HOPE has been an eye-opening experience for both mother and daughter.
“Having never been around horses growing up, it was quite an education for me to see the interaction,” offered Jan. “The owners and the staff at the stable are open and warm and are incredibly good role models for the HOPE program attendees. They have taught Natalie to respect the horse’s space, just as you would with people. Natalie is quite fearless around the horses as she’s accepted this rule and knows which angle to approach them and where not to touch them if they don’t like it. When she is brushing the sides of these big horses, she lays her hands and the side of her face on them and just melts into them.
“She loves to hear their heartbeat and truly feels ‘as one’ with the horse,” continued Jan. “She has learned their personality traits and remembers all of their names, which is quite an accomplishment for her. She is learning new things each week and is being challenged. As a mother, this new self-esteem is an amazing thing to see.”
Natalie has also made visits to High Stakes, outside of HOPE, to spend time with the horses and the other animals.
“She’s come back and gone on tours with my daughter, Emma,” said Colville. “That says something about all of this. The volunteers – myself, Emma, Jean Posthuma, Katie Panko and Shirley McLean – have developed relationships with people through HOPE that are truly magical.”

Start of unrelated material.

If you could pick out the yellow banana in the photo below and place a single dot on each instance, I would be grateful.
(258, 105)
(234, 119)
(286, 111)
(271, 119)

For Andrew, they’re all ideal examples of HOPE’s lasting impact on the people and families connected with the program, one she would love to see expand in the coming years.
“It would be wonderful to have more sessions,” she said. “We have a growing support system and hopefully, HOPE can continue to grow.”
Johnson has the same wish.
“The more people that can experience this, the better,” she said. “It opens up possibilities that I did not think would be there for my daughter and has made a profound difference in her life. She has found a purpose and a confidence around the horses that is heart-warming and is something that she can move forward with in other areas of her life.
“My daughter is involved in all areas of the horse’s care and it has given her such a sense of accomplishment,” continued Jan. “She is proud to tell her family and friends what she has been doing at the stables and can’t wait to get there the next week. She has been invited to attend Mohawk (Racetrack) and get a ‘backstage’ look at what happens at the races, continuing her education on the horses. It has had a therapeutic effect on her behaviour and has boosted her confidence. She feels safe, welcomed and loved each and every time she attends the stables. Every vulnerable person should have that opportunity. We are so thankful that she has had a chance to feel ‘normal’ here.”